Where traditional models are narrow, LLMs act as generalists. They can be probed across multiple domains, identifying shared mechanisms of cognition. This paves the way for more integrated cognitive architectures—connecting language, memory, attention, and reasoning in one framework.

7. Capturing Context and Individual Variation

LLMs encode information from diverse sources—capturing regional dialects, cultural frames, and sociolinguistic variation. Researchers can use prompts to simulate cognitive processing across virtual populations. LLMs thus offer tools for modeling contextualized cognition in ways that were previously inaccessible.

8. Limitations and Ethical Challenges

  • Embodiment: LLMs are disembodied and lack sensory grounding.
  • Interpretability: Black-box architectures obscure internal reasoning.
  • Bias: Training on web data leads to cultural and demographic biases.
  • Reproducibility: Use of closed LLMs hinders scientific transparency.
  • Ethical risks: Over-reliance, misuse, or deskilling in science workflows.
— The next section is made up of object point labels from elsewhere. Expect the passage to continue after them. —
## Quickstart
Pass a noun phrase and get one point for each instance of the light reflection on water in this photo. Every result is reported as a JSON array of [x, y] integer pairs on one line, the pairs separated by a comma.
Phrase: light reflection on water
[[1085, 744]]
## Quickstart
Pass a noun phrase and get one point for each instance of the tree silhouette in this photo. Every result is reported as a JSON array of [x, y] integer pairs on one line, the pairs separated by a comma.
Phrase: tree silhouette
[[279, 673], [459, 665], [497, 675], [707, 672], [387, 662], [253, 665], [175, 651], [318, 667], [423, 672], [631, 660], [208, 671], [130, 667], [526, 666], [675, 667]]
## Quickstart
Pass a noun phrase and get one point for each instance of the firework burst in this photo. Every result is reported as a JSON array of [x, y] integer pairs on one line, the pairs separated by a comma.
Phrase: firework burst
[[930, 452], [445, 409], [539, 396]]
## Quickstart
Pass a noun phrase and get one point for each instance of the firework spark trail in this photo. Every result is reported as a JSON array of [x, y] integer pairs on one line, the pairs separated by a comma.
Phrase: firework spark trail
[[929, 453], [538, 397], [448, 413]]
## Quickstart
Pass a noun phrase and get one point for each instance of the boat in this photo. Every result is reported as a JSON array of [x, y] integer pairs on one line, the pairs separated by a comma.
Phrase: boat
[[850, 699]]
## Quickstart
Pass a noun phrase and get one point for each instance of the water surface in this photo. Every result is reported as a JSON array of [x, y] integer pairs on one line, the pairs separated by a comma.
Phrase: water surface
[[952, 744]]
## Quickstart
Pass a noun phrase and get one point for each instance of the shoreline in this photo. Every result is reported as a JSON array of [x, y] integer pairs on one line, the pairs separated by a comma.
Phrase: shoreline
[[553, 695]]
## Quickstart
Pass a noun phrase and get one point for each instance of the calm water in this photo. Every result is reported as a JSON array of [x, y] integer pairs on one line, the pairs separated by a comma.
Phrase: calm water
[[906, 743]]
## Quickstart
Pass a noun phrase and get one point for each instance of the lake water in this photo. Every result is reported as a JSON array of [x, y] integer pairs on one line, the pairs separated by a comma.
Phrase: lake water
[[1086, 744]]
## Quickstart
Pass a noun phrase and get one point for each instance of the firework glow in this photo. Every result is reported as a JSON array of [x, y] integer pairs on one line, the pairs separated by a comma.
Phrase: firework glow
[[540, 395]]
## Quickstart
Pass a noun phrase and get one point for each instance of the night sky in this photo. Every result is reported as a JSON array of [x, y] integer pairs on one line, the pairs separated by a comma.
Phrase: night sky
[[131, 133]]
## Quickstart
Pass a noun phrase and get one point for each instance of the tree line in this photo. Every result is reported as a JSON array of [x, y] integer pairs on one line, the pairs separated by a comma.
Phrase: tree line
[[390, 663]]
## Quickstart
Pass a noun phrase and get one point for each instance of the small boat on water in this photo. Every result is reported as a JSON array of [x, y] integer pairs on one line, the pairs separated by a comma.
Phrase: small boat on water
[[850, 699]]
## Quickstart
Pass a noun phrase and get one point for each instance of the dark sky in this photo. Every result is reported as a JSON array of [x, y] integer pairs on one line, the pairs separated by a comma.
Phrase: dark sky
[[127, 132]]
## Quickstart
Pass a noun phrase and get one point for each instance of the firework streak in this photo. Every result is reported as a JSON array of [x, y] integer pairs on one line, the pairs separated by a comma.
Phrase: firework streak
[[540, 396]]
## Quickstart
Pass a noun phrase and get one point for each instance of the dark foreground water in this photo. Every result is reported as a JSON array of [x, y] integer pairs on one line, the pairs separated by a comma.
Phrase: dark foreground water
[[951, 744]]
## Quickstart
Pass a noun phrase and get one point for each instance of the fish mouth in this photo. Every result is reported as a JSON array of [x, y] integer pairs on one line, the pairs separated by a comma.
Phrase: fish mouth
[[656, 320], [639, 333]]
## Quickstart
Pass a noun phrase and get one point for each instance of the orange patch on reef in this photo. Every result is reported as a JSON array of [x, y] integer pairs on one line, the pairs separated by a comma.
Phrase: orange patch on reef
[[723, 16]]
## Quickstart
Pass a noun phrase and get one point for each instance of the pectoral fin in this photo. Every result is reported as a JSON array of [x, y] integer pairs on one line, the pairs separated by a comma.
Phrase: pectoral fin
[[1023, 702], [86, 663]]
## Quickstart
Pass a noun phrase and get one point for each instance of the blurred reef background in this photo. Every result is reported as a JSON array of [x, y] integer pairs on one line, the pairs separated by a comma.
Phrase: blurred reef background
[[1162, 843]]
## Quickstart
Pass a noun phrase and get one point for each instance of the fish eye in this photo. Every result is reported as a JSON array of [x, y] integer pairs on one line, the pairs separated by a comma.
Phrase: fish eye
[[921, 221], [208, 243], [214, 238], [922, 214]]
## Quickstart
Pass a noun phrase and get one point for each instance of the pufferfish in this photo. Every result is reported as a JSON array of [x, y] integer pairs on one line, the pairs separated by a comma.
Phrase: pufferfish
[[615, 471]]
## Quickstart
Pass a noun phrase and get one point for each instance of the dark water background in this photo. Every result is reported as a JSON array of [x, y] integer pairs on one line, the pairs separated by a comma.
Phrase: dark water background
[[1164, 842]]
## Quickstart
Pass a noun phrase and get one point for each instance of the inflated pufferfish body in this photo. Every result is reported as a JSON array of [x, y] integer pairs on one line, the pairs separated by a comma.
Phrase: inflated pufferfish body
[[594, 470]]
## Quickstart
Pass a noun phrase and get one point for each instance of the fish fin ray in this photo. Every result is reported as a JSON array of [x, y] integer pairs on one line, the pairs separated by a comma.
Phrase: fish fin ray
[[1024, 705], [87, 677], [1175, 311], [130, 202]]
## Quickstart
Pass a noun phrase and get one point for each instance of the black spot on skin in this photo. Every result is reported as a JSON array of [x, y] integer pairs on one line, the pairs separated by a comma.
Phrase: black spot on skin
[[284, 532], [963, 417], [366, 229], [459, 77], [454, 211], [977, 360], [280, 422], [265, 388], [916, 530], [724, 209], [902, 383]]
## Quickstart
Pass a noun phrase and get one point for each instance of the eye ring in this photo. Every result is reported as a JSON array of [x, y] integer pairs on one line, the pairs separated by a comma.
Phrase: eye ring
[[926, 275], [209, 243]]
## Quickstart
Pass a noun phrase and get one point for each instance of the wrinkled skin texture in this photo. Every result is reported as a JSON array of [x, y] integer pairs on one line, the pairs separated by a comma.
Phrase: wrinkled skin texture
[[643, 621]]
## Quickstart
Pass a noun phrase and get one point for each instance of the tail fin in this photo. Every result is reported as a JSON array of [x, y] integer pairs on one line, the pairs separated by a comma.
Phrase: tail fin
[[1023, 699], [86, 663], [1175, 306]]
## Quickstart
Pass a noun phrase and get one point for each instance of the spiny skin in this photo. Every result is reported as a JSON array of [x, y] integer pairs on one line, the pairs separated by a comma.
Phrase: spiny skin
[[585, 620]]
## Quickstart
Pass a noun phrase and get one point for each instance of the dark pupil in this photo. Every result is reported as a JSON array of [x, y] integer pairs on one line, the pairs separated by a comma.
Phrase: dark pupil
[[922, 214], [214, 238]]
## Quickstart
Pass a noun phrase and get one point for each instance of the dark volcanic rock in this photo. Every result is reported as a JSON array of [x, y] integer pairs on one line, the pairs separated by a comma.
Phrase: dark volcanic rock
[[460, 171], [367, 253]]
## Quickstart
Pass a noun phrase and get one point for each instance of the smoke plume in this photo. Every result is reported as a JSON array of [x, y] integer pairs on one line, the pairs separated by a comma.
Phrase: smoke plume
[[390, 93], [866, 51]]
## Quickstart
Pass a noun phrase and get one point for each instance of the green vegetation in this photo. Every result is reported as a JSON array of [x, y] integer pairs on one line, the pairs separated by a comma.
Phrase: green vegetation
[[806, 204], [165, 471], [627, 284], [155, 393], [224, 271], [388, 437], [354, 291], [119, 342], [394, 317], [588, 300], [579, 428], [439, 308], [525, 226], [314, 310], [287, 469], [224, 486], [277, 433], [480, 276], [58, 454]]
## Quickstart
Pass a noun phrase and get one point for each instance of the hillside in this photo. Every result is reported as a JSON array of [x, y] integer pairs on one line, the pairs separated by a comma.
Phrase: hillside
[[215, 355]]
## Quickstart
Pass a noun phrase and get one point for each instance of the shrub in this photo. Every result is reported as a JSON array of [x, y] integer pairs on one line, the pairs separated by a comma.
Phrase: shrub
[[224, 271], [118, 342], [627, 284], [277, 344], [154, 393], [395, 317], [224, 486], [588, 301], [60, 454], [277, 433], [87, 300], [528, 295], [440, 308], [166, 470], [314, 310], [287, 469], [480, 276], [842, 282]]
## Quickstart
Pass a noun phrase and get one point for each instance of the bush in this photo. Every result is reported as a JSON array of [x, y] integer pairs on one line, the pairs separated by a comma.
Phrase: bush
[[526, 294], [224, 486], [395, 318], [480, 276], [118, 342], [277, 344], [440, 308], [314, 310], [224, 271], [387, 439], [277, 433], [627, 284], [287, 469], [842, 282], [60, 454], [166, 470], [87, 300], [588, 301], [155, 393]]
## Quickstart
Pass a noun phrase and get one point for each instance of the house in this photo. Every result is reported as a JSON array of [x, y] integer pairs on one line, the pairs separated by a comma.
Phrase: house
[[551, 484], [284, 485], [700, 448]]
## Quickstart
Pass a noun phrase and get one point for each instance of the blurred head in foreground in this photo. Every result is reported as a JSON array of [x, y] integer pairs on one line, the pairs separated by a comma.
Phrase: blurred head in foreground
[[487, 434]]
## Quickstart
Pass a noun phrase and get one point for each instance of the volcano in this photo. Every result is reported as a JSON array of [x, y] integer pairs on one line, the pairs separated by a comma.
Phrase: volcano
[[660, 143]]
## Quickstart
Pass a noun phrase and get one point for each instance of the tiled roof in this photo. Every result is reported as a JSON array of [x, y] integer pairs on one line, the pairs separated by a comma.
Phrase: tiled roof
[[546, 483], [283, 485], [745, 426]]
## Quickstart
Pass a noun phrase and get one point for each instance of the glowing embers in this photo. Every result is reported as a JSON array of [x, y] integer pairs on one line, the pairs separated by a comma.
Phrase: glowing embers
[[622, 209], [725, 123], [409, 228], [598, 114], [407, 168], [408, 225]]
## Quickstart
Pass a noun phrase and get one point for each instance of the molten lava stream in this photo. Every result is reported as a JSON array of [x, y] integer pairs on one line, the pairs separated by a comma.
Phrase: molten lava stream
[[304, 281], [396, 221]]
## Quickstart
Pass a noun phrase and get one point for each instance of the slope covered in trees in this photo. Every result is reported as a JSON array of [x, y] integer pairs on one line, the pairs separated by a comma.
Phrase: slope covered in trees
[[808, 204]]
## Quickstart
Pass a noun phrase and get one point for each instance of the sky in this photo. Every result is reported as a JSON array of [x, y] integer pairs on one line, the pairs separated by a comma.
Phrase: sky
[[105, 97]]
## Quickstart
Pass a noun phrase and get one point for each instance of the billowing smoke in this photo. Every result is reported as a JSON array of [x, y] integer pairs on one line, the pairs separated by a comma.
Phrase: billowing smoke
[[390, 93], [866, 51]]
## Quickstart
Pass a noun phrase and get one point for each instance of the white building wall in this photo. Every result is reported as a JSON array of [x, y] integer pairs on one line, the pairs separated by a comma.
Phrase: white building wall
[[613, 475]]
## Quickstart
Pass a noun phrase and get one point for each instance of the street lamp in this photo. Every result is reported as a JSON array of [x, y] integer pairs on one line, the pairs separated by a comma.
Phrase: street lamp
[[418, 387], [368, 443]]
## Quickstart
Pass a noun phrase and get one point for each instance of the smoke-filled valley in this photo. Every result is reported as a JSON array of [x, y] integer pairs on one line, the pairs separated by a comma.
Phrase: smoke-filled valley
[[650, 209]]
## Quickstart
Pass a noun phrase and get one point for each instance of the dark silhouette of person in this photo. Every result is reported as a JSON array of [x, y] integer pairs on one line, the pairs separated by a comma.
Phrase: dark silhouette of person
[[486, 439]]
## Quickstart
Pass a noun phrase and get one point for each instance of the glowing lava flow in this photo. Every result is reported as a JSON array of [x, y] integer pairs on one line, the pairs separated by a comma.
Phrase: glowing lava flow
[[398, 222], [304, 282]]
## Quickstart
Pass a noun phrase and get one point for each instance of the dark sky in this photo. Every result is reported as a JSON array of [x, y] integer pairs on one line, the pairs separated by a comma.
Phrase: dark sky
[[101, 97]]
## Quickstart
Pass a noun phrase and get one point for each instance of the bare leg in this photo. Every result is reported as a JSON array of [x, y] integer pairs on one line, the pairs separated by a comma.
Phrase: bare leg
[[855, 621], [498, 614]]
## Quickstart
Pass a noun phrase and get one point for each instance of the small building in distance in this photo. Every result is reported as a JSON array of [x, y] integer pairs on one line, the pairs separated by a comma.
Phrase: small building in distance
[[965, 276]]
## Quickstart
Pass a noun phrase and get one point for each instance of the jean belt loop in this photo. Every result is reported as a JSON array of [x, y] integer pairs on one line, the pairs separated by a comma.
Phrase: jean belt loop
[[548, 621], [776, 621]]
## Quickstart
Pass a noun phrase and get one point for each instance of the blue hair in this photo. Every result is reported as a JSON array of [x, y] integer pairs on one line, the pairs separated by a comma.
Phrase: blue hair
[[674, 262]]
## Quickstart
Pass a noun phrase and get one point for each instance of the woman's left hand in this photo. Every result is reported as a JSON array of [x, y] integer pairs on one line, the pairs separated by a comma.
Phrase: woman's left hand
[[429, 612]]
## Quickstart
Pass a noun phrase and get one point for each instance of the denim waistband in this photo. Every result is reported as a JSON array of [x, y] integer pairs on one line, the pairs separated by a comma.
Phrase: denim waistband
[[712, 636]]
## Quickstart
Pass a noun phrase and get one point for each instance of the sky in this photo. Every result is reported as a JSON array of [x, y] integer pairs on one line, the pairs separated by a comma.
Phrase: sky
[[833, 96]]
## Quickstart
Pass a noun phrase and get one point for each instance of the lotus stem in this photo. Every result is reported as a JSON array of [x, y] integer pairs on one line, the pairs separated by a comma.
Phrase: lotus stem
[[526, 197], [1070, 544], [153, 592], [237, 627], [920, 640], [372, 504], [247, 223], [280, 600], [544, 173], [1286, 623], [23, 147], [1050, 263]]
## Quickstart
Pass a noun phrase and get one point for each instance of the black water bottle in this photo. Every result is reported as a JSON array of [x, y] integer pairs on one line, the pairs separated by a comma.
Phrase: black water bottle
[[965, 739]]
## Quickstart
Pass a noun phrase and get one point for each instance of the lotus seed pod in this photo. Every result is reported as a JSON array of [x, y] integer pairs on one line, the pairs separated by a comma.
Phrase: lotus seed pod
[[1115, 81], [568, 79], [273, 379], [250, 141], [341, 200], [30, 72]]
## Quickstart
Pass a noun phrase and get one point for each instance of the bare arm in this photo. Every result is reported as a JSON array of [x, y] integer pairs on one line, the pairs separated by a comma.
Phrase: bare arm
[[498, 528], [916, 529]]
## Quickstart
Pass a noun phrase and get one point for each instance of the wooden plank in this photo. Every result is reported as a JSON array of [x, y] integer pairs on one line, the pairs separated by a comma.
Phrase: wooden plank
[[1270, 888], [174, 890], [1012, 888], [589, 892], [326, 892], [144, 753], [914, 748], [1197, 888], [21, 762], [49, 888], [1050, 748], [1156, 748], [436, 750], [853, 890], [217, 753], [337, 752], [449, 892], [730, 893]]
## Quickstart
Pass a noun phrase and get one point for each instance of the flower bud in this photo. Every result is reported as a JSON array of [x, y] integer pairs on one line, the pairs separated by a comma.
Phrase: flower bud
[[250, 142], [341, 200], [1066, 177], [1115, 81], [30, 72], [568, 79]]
9. Responsible Integration

To responsibly integrate LLMs into cognitive science:

  1. Use open-weight, auditable models.
  2. Document prompt logic and limitations.
  3. Compare LLM outputs to human-derived baselines.
  4. Probe internal representations and behavior.
  5. Ensure model use complements—not replaces—human insight.

10. Conclusion

Large language models open exciting opportunities for cognitive science. They enable automated synthesis, conceptual mapping, and even theory testing. Yet they are not substitutes for human cognition. Used carefully, LLMs can accelerate theory-building and evidence integration. But they require oversight, interpretability, and epistemic humility. Their power lies not in replacing researchers, but in helping us think better—together.

References

  • Wulff, D. U., & Mata, R. (2025). Advancing Cognitive Science with LLMs. arXiv. https://arxiv.org/abs/2511.00206
  • Bender, E. M., & Koller, A. (2020). Climbing towards NLU: On meaning, form, and understanding in the age of data. ACL.
  • Birch, J. et al. (2024). Embodiment in AI: What can LLMs tell us about motivation and behavior? arXiv.
  • Zhou, X. et al. (2025). LLMs as cognitive models: Promise and pitfalls. Cognitive Science.
  • Guan, X. et al. (2025). Memory, reasoning, and representation in foundation models. NeurIPS.